I have been approached numerous times to buy an Italian team. Recently, the guy involved in selling AC Milan to the Chinese is a friend of mine, Sal Galatioto. We worked together many years ago at Royal Bank of Canada. In the initial stages, he asked me if I wanted to get involved, as he knows I have the financial resources and the interest in Italian soccer.

About 17 years ago, I was asked to buy Sampdoria, the Serie A team from Genova. After that, I was invited to be invest with De Benedetto and Pallotta to buy Roma. There have been calls to me from Pescara, Palermo, Catania, Reggina. Do you know why I turned them down? Because I am a loyal fan of Juventus since my youth playing soccer in the sandy beaches of Calabria.

I have met the Agnelli, the Juventus owners, but frankly, they don’t need my money. My proposal to Juventus was not to buy the team. I wanted to do something similar to when Gadhafi from Lybia bought a piece of Juventus 20-30 years ago. I truly would love, before I go bye-bye for good, to be able to say that I am the largest minority owner of Juventus: not to run it, because I think the Agnelli are phenomenal people and they’ve done a great job in leading Juventus to one of the top clubs in the world.

Many people believe soccer is becoming more and more important in the USA, and is intended to be the next big thing in American sports. What do you think about this?

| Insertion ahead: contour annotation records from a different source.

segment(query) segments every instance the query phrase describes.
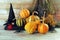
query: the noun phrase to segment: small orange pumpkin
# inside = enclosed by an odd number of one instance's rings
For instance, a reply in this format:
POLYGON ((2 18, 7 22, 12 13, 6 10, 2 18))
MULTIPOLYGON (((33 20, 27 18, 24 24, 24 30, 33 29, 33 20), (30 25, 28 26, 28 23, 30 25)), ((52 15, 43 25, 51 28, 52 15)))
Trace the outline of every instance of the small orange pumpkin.
POLYGON ((30 11, 26 8, 23 8, 21 11, 20 11, 20 17, 21 18, 27 18, 29 17, 30 15, 30 11))
POLYGON ((37 25, 35 22, 28 22, 26 25, 25 25, 25 30, 27 33, 29 34, 32 34, 36 31, 37 29, 37 25))

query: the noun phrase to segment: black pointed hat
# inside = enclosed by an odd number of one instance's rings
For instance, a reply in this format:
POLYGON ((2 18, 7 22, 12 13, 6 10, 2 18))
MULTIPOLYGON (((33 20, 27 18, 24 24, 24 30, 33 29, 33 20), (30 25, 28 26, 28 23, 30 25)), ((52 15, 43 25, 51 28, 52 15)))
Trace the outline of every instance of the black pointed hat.
POLYGON ((15 15, 14 15, 13 7, 12 7, 12 4, 10 3, 10 10, 9 10, 8 20, 7 20, 7 22, 4 25, 8 25, 11 22, 13 22, 14 18, 15 18, 15 15))

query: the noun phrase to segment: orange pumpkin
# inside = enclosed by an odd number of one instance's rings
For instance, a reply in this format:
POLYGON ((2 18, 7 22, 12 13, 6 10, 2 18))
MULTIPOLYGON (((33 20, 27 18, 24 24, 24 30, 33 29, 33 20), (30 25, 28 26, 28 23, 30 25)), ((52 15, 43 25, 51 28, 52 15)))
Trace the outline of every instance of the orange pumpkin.
POLYGON ((26 19, 26 23, 34 21, 34 22, 36 22, 36 24, 40 24, 40 18, 38 16, 34 15, 34 13, 38 14, 37 11, 34 11, 32 13, 32 15, 26 19))
POLYGON ((21 18, 27 18, 29 17, 30 15, 30 11, 26 8, 23 8, 21 11, 20 11, 20 17, 21 18))
POLYGON ((25 25, 25 30, 27 33, 32 34, 36 31, 37 25, 35 22, 29 22, 25 25))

I want to be very direct. Despite what you just said, professional men soccer has thus far been a failure in America, as far as I am concerned. Let me give you some facts.

Number one: The USA joined FIFA in 1913, around the same period that Italy, Germany, Brazil, and Argentina became members. While those 4 countries together have won 15 World Cups, and participated in many other World Cup Finals and Semifinals, the United States peaked in 1930, when we went to Uruguay and advanced for the first and only time to a World Cup Semifinal.  Since 1930, America has won a total of only 6 games in World Cup competitions: 6 games. That means we won one game every fifteen years.

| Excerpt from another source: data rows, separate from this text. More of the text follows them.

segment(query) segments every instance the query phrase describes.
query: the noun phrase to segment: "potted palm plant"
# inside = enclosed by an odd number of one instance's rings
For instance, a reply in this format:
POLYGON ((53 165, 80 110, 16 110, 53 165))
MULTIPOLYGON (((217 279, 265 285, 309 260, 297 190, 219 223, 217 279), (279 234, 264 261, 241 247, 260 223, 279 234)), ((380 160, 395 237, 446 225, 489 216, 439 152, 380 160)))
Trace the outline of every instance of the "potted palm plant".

Number two: tell me the name of one male American soccer player that we have produced that has been recognized as a world class player.  We have produced zero in 50 years.

Number three: you have no idea how many people are profiting from the game of soccer. All those little kids participating in American soccer, each of them have to pay quite a few dollars if they want to play for an elite club. Some are free, at the very local community level. But now you got all these academies, they’re making all kinds of money left and right. But are they producing the best players in the world? I do not think so.

Lastly, let me share this thought with you. In my opinion, Italy has an unworkable political system, the USA has got a much better one. But in professional soccer, Italy has got a great organizational set up, while here it is run very poorly. This whole idea that you can only be a MLS team if you pay $150 million is un-American. My very strong feeling is that soccer is a game, and you’ve got to earn your way to the top league by competing on the field, not in the boardrooms of the MLS and the USSF.

In every part of the world where soccer has been successful, like in all the countries that have won World Cups in the past 85 years, there is something called promotion and relegation in the professional leagues: for instance, in the Italian Serie A, the bottom three teams go down to Serie B, and the top 6 teams qualify to play the Champions League or the Europa League. Here, we don’t have that. Whether you’re good or bad, you’re always going to be in the MLS. To me, that is one of the most important reasons why we have not produced a world-class professional league, which should be the principal training ground for American players, who need to get groomed for the national team.

In my opinion, yes, America has exposed 25 million kids and grownups to the game in the past 40 years. But no, it is not succeeding in developing great American players or in attracting young soccer global stars to play in our professional teams. And unless changes in direction are made soon, the USA may have to wait decades before we could call our nation a perennial global soccer power.